Since 2011, DSF has been providing pain relief and palliative care for people with cancer in Cambodia. The organisation has developed a home-based care service, and every day DSF staff will visit the only two oncology departments in the country.

In Cambodia:

  • 13,000 deaths were caused by cancer in 2015. This number is estimated to rise to more than 25,000 in 2030 (International Agency for Research on Cancer)
  • there are 15,000 new cases each year (WHO NCD country profiles)
  • there are only two oncology departments in the whole country, both in the capital, Phnom Penh
  • 60% of people with cancer already require palliative care at the time of diagnosis (Phnom Penh Post).

Technical assistance and teh development of palliative care

DSF is the main partner for the development of palliative care within the National Strategic Plan for Non-Communicable Disease 2013-2020 of the Cambodian Ministry of Health.

The organisation provides technical assistance for cancer care in Cambodia’s hospitals. The staff give medical assistance upon request to doctors whose patients require palliative care and pain management.

The organisation gives about 70 hospital consultations to around 50 people needing palliative care each month.

DSF staff also provide palliative care to people after they have been discharged from hospital, with the aim of giving them comfort and relief at home, and a death with dignity.

These home visits constitute 150 consultations with around 40 patients each month.

Creating a home-based care service

Dr Faustine Colin, DSF Medical Coordinator for Cambodia, said: “Throughout our work, we have noticed that Cambodians want to die at home, amidst their family and loved ones. This is the main reason why we created specifically a home-based care service, and not a hospice building.”

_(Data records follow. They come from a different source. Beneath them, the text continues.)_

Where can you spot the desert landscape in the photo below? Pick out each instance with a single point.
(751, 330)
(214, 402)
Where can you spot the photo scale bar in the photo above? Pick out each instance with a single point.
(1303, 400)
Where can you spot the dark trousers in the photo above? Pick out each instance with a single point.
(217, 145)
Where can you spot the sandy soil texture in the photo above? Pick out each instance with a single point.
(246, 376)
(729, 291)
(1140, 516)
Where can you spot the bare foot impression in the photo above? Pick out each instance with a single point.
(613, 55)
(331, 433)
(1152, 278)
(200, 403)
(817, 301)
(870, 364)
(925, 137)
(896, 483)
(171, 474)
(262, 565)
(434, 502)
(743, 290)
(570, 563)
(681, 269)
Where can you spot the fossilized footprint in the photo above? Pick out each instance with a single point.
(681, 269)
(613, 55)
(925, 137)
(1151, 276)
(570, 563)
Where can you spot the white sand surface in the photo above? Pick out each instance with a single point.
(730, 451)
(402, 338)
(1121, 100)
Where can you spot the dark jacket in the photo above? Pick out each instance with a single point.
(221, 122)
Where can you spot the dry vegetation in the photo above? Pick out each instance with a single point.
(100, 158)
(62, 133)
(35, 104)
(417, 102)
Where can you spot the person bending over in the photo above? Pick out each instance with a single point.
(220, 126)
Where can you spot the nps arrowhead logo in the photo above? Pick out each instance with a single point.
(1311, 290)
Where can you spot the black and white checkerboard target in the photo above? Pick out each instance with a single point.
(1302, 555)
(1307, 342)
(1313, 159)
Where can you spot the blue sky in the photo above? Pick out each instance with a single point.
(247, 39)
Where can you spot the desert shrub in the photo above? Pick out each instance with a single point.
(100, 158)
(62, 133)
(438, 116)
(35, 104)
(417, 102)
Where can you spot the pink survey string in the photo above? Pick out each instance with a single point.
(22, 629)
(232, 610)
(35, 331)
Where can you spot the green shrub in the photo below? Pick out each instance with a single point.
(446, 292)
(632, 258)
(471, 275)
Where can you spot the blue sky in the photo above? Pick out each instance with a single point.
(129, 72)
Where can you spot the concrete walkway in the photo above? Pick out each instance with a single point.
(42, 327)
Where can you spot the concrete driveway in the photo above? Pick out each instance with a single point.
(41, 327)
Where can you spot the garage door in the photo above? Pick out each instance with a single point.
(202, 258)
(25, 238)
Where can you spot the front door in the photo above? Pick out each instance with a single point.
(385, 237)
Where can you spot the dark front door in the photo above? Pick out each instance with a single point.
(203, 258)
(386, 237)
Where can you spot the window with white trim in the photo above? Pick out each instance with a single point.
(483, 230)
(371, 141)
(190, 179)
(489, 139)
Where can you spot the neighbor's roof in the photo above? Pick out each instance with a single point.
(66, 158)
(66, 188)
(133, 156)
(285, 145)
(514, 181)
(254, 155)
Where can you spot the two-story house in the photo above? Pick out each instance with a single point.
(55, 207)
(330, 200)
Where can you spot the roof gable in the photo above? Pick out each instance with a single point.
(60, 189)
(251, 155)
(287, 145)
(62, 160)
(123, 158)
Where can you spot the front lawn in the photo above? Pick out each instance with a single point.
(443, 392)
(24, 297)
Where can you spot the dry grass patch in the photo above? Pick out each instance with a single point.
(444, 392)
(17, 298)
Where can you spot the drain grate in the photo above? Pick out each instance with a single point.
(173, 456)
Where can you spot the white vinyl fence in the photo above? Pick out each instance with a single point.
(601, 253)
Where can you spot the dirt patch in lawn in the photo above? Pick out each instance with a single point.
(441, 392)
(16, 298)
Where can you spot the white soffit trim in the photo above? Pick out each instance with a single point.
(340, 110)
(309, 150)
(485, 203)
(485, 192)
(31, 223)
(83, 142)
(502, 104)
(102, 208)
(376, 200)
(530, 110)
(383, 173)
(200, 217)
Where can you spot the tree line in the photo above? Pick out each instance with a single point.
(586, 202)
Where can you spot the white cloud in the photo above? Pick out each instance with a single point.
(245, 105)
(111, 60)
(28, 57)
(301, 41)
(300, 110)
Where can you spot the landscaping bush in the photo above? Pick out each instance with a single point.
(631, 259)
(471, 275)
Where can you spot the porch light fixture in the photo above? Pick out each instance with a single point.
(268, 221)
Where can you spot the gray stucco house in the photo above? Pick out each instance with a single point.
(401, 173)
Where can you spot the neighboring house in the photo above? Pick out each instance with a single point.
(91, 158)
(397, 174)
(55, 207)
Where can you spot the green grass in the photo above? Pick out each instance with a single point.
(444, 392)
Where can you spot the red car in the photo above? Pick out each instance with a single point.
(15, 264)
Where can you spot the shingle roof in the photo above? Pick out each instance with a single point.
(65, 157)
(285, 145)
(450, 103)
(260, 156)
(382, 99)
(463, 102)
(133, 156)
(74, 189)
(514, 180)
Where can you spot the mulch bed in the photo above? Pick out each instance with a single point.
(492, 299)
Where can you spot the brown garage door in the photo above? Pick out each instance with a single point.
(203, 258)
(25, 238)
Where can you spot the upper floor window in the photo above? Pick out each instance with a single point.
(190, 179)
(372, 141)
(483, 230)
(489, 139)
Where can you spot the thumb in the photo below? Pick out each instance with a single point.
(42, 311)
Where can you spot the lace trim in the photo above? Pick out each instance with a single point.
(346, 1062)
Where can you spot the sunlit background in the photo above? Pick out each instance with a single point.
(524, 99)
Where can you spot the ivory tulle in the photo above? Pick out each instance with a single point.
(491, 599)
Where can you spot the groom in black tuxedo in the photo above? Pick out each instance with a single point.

Access to morphine is particularly challenging in Cambodia. Doctors are not used to working with and prescribing strong opioids,and many are afraid of these medications. At the same time, there is a lack of training and information on opioids from hospitals and training institutions.

In Cambodia, as in many places worldwide, non-communicable diseases have been left behind in terms of public health funding and practice. Communicable diseases (HIV, TB, malaria) remain the main recipient of funds mainly due to donors’ policies and preferences. This lack of funding, and even interest, has a huge impact for palliative care in Cambodia, which deals mainly with NCDs.

Future work

In terms of future work, DSF is currently reaching out to new partners to increase capacity to find patients in need of palliative care. At the same time, the organisation is planning to expand activities to include people at the end of life with other types of diseases (in Cambodia these include: rabies, organ failure, neurodegenerative diseases, HIV, TB and geriatric issues, among others).

DSF also plans to expand activities beyond urban centres to reach people with palliative care needs in the provinces.

Dr Colin said: “By 2020, we want to create a national network for palliative care, managed by a Khmer organization, regrouping home-based care teams working in each province.

“The palliative care services created should be accessible by everyone, no matter their diagnosis or financial capabilities, and it should be available everywhere. We are aiming for this palliative care network to be self-financed through a digressive participatory billing system.”